Au 22 Grande Rue, ce bâtiment trapu était autrefois un pressoir viticole (mentionné dans l’inventaire de 1878 : “pressoir communal et hangar attenant”). La disparition de la vigne au profit du verger dans l’entre-deux-guerres (source : Dictionnaire historique de Savoie) a mené à sa conversion en dépôt communal, puis, après 1985, en salle associative. Les plans successifs en portent la trace : disparition du “hangar” arrière, division du volume intérieur.

L’église et son clocher : marqueurs immuables au cœur des mutations

Les relevés anciens montrent une permanence rare : l’église, fortement remaniée au XIXe siècle (clocher reconstruit en 1862, selon le registre paroissial) n’a pas changé d’emplacement. Elle fait office d’ancrage dans le tissu urbain, modelant la courbe des voies adjacentes.
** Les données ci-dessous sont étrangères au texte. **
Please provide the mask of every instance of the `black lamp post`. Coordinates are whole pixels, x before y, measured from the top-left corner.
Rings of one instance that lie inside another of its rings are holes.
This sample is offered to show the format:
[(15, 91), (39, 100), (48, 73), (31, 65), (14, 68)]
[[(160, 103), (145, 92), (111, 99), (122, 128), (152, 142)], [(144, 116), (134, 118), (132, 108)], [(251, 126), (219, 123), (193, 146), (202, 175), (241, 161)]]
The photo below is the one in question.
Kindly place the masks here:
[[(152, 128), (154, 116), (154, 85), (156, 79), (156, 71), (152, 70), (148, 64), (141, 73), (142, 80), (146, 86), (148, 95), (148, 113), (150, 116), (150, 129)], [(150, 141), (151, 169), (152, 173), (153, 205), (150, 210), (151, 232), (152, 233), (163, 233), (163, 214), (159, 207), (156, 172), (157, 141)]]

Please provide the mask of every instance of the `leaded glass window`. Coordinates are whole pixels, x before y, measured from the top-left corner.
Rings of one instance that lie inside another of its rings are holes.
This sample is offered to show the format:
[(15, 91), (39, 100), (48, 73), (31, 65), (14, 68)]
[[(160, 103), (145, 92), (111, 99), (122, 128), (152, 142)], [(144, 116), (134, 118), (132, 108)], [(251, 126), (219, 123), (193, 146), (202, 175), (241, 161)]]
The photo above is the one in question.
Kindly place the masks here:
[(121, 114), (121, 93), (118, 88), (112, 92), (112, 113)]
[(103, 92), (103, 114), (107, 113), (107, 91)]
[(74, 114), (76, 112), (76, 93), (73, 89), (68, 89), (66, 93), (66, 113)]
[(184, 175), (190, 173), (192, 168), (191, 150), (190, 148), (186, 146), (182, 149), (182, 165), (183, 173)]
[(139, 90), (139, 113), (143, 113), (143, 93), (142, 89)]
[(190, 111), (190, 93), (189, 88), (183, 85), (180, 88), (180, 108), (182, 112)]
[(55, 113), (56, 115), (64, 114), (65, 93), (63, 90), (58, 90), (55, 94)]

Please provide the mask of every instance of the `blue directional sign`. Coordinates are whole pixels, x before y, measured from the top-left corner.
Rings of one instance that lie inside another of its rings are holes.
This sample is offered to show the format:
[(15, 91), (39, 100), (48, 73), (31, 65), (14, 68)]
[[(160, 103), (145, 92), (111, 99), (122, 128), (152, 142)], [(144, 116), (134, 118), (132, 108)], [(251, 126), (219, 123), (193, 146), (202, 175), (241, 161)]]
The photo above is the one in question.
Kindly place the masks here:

Autour d’elle, le cimetière qui, au fil du temps, a migré vers l’extérieur du bourg (décret préfectoral de 1876).

Transmettre et préserver : enjeux d’aujourd’hui

Aujourd’hui, lire les évolutions du bâti sur les relevés anciens, c’est comprendre un héritage collectif : le dialogue entre la vie d’hier, ses contraintes et ses trouvailles, et les nécessaires adaptations aux modes d’habiter et de vivre ensemble. Réhabiliter sans effacer, intégrer l’histoire dans les nouveaux usages, préserver ces détails qui rendent un village unique : tels sont les enjeux, et aussi les joies, de la vie à Coise-Saint-Jean-Pied-Gauthier.

Derrière chaque façade, chaque cour intérieure, des générations ont gravé leur passage, entre nécessité et inventivité. Observer, documenter, raconter : transmettre cette mémoire, c’est inviter chacun à poser – à son tour – une pierre dans la belle aventure du bourg.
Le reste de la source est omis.